La question est de faire vivre à l’enfant un plaisir partagé qui le motive à entrer dans la communication.
Les programmes dits de stimulation du langage
À partir d’un rapport dit « Rapport Terra Nova », qui a fait beaucoup de bruit en 20171, toute une réflexion s’est développée sur la manière de réduire le plus précocement possible l’impact des inégalités socioculturelles chez les bébés, et ceci dès leur accueil en crèche notamment.
Comment faire, par exemple, pour que les disparités du bain de langage dans lequel ils se développent, n’aient pas de retentissement à long terme sur leur accès au langage qui conditionne en partie, on le sait, leur plus ou moins grande réussite scolaire ultérieure voire, à plus long terme encore, la qualité de leur intégration socioprofessionnelle.
Dans cette perspective, et sur le modèle de certains programmes nord-américains, de nombreux dispositifs à destination de jeunes enfants ont été conçus dans l’objectif de développer leurs compétences langagières et de prévenir les difficultés sous-jacentes, liées notamment à l’origine sociale des enfants.
Le programme « Parler-bambin » a ainsi eu son heure de gloire en France, programme fondé sur l’enrichissement quantitatif du nombre de mots entendus par les enfants en crèche (P. Ben Soussan et S. Rayna, 2018).
L’évaluation des résultats de ce programme implanté dans des contextes monolingues pour des enfants de 0 à 6 ans s’avère aujourd’hui en grande partie décevante (I. Nocus, A. Florin, F. Lacroix, A. Lainé et Ph.

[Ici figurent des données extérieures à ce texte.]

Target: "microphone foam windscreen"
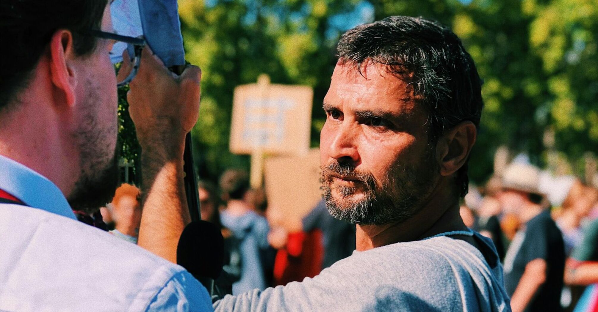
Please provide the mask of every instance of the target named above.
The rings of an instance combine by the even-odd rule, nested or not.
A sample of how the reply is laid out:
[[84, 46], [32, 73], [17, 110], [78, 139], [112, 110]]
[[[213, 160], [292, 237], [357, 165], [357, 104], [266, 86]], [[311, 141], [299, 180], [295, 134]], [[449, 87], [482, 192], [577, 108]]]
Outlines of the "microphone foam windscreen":
[[190, 223], [179, 239], [176, 263], [195, 276], [216, 279], [222, 270], [224, 240], [220, 229], [212, 223]]

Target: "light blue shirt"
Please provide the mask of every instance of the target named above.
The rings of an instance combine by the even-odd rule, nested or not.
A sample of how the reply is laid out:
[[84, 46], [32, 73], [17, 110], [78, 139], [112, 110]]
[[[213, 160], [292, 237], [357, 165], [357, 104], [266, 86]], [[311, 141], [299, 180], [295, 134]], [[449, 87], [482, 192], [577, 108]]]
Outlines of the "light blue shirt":
[[211, 311], [182, 267], [77, 221], [59, 188], [0, 156], [0, 310]]

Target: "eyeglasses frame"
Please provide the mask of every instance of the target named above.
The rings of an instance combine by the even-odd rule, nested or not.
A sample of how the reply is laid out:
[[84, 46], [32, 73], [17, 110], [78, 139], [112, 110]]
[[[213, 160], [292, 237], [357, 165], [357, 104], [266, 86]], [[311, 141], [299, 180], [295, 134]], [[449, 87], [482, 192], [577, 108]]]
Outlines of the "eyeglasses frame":
[[[139, 69], [139, 64], [141, 62], [141, 51], [147, 44], [145, 39], [143, 37], [130, 37], [95, 29], [89, 30], [89, 33], [90, 35], [97, 38], [115, 40], [128, 44], [127, 49], [129, 51], [129, 57], [131, 57], [130, 60], [133, 63], [133, 67], [131, 68], [131, 72], [129, 73], [129, 75], [123, 81], [118, 82], [117, 86], [122, 87], [130, 82], [131, 80], [133, 80], [133, 78], [135, 78], [135, 75], [137, 74], [137, 71]], [[133, 47], [133, 51], [130, 51], [131, 46]], [[133, 54], [132, 57], [132, 54]]]

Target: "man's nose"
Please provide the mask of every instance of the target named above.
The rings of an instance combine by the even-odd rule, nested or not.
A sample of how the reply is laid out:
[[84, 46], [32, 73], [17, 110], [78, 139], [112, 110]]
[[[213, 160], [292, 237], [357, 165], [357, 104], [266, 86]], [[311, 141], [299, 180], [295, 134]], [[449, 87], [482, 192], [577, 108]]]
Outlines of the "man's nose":
[[359, 161], [357, 139], [359, 130], [355, 125], [343, 123], [337, 129], [330, 146], [330, 157], [340, 162]]

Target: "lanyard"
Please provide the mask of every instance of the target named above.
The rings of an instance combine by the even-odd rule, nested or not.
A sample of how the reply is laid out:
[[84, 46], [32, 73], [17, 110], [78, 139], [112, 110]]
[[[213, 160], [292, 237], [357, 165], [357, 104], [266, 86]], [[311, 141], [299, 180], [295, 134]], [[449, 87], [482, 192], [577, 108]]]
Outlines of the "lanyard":
[[0, 203], [27, 206], [21, 200], [0, 189]]

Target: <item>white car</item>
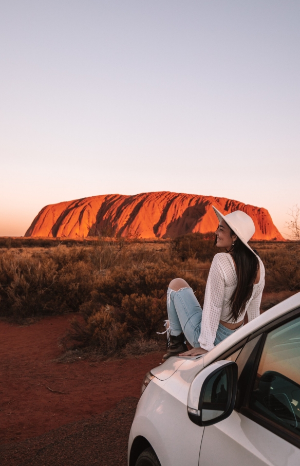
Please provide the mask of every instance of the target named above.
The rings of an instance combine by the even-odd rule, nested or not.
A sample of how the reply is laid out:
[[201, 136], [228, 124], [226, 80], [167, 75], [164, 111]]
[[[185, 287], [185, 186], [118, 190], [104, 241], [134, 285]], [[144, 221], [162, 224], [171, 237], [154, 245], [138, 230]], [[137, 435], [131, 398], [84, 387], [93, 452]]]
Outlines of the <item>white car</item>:
[[142, 389], [128, 466], [300, 466], [300, 293]]

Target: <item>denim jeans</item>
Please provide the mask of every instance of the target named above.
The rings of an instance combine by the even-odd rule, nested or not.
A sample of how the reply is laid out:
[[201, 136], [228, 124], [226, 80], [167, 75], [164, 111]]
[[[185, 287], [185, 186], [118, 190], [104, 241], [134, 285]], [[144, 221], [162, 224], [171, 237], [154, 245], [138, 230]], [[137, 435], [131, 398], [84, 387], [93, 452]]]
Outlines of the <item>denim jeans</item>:
[[[182, 288], [178, 291], [168, 288], [166, 302], [171, 334], [183, 332], [189, 343], [194, 348], [199, 348], [202, 310], [192, 288]], [[214, 345], [235, 331], [219, 323]]]

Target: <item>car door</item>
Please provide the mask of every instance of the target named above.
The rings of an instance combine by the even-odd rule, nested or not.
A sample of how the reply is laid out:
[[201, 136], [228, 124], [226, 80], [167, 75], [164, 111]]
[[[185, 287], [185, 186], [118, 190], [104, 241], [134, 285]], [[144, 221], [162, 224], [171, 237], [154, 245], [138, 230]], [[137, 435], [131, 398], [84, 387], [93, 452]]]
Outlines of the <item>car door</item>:
[[235, 408], [204, 428], [199, 466], [300, 464], [299, 313], [238, 353]]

Guimard, 2016).
Un certain nombre de dispositifs développés en contextes plurilingues à l’école maternelle et élémentaire ont également été proposés.
Les enjeux de ces différents programmes doivent aujourd’hui être soigneusement discutés ainsi que les précautions à prendre dans la généralisation des résultats issus de ces différentes études, compte tenu de la complexité des processus du développement langagier et de la diversité des voies d’acquisition.
Conclusion
Le programme « Parler-bambin » est un exemple certes particulier toutefois paradigmatique en ce qu’il témoigne de la vanité de tout programme de stimulation du langage des enfants qui se voudrait purement quantitatif.
Tout programme de ce type qui ne prendrait pas en compte la motivation endogène à la communication et la dimension d’appropriation de l’outil-langage au sein d’un partage émotionnel, ne saurait être en effet que profondément réducteur et stérile.